Overhauling and upgrading bank infrastructure is a monumental task that, for many financial institutions, isn’t always worth the time, energy and massive costs. In many ways, by the time a financial institution has upgraded internal processes, the financial services landscape has already evolved into a new phase, warranting yet another internal upgrade.
It’s a conundrum that opened the door for FinTechs to help traditional financial institutions take advantage of modern technologies and product enhancements with flexibility. The rise of Banking-as-a-Service (BaaS) has accelerated the ability for traditional financial institutions to quickly adopt new technologies and adapt to ever-changing customer needs, with business banking a particularly innovative arena.
With corporate financial service requirements shifting, Greg Bloh, CEO of Transcard, says some banks have struggled to ensure their infrastructure can keep pace. Yet in a collaborative strategy, Banking-as-a-Service providers can act as a bridge between bank and corporate, allowing the financial institution (FI) to enhance its offering without forcing it into a long-term commitment of inflexible back-office solutions.
Speaking with Karen Webster, Bloh explored how banks can embrace the agility of the BaaS paradigm to be ready for the future of business banking.
BaaS is a versatile industry that has evolved on multiple fronts to address a range of specialized bank customer segments and needs. Yet what all solution providers have in common, said Bloh, is an embrace of open connectivity via application programming interface (API), a vital component of the Banking-as-a-Service arena that preserves the flexibility of the technology.
For financial institutions whose back-end operations have been in place for years or even decades, that flexibility is an invaluable asset that meets a modern paradigm of business banking legacy solutions cannot always address.
“The issue today is really around how traditional core platforms have evolved over time,” explained Bloh. “They were very account-centric, driven around access to funds within accounts.”
While APIs have added some enhanced functionality to legacy core platforms, the challenge is that business transactions have become far more varied and complex. The shift away from batch processes and an embrace of both legacy and new payment rails like real-time payments (RTP), for example, are not trends that can always be adequately addressed by older infrastructure built on the batch processing model.

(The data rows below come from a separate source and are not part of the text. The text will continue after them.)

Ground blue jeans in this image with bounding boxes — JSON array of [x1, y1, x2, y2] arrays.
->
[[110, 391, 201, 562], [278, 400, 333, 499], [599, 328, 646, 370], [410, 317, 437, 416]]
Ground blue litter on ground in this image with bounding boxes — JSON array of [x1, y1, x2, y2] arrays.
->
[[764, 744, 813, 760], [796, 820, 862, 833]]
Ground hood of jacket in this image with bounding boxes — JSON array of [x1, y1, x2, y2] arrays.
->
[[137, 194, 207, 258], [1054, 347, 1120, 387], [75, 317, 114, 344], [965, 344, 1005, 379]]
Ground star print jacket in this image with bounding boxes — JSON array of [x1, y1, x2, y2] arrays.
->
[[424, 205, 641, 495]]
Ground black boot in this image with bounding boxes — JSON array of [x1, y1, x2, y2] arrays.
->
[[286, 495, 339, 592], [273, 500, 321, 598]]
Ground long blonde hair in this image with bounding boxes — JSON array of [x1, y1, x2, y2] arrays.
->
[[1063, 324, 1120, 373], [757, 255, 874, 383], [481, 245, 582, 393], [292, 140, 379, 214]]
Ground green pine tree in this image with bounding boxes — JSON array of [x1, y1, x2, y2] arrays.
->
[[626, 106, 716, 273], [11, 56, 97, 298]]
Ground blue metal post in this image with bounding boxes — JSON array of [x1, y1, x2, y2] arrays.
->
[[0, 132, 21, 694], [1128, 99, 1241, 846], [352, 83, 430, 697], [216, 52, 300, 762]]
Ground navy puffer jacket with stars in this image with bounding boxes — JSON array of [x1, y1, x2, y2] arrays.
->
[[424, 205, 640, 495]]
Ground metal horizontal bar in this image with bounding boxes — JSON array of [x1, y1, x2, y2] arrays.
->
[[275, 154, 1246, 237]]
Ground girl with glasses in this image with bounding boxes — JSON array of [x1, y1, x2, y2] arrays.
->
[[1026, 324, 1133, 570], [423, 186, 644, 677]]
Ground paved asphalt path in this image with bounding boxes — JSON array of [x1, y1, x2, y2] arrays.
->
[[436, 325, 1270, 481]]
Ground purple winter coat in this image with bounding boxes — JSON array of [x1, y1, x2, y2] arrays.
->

Having tools in-place to support corporates’ shift away from paper checks and the gradual shift toward real-time processing will be key to banks’ ability to remain competitive. At the same time, their infrastructures must also address elevating end-user needs in the onboarding experience that allow FIs to remain compliant while providing a frictionless experience for a business. It’s in this way, said Bloh, that BaaS can be the connector between bank and corporate, driving stronger relationships and elevated experiences while meeting the needs of both bank and corporate.
One of the biggest value propositions of BaaS offerings is their ability to tackle customer- and industry-specific pain points. In the corporate banking arena, that means integrating functionality like the integration of banking solutions into enterprise resource planning (ERPs), or addressing the unique pain points of sectors like the insurance space as they migrate away from checks and batch processing toward real time.
BaaS solutions are “not all created equal,” said Bloh. “They’re all evolving from different perspectives and different requirements. Over time, they may converge, but that’s a long way off because their specialty areas are really enhancing capabilities and usability specific to the segments they serve.”
Yet while addressing customer needs is vital for any bank, the technology these financial institutions adopt must also address their own needs, too.
In addition to ensuring know your customer (KYC), anti-money laundering (AML) and other compliance requirements in the customer onboarding process, Banking-as-a-Service solutions must also be scalable enough to continue to shift depending on market conditions without forcing banks to suddenly and drastically abandon legacy tools and operations. Support for payment rails old and new, batch and real-time settlement workflows, and both legacy and newer technologies means allowing a financial institution to modernize without leaving any customer behind.
“There’s no reason Banking-as-a-Service platforms can’t complement and sit side by side with an existing core platform, because Banking-as-a-Service platforms that are specialized are not trying to take over all functions and features of traditional core applications,” explained Bloh. “Sitting side by side is super important from an FI’s perspective. They’re looking for a partner that will complement and align with their offerings.”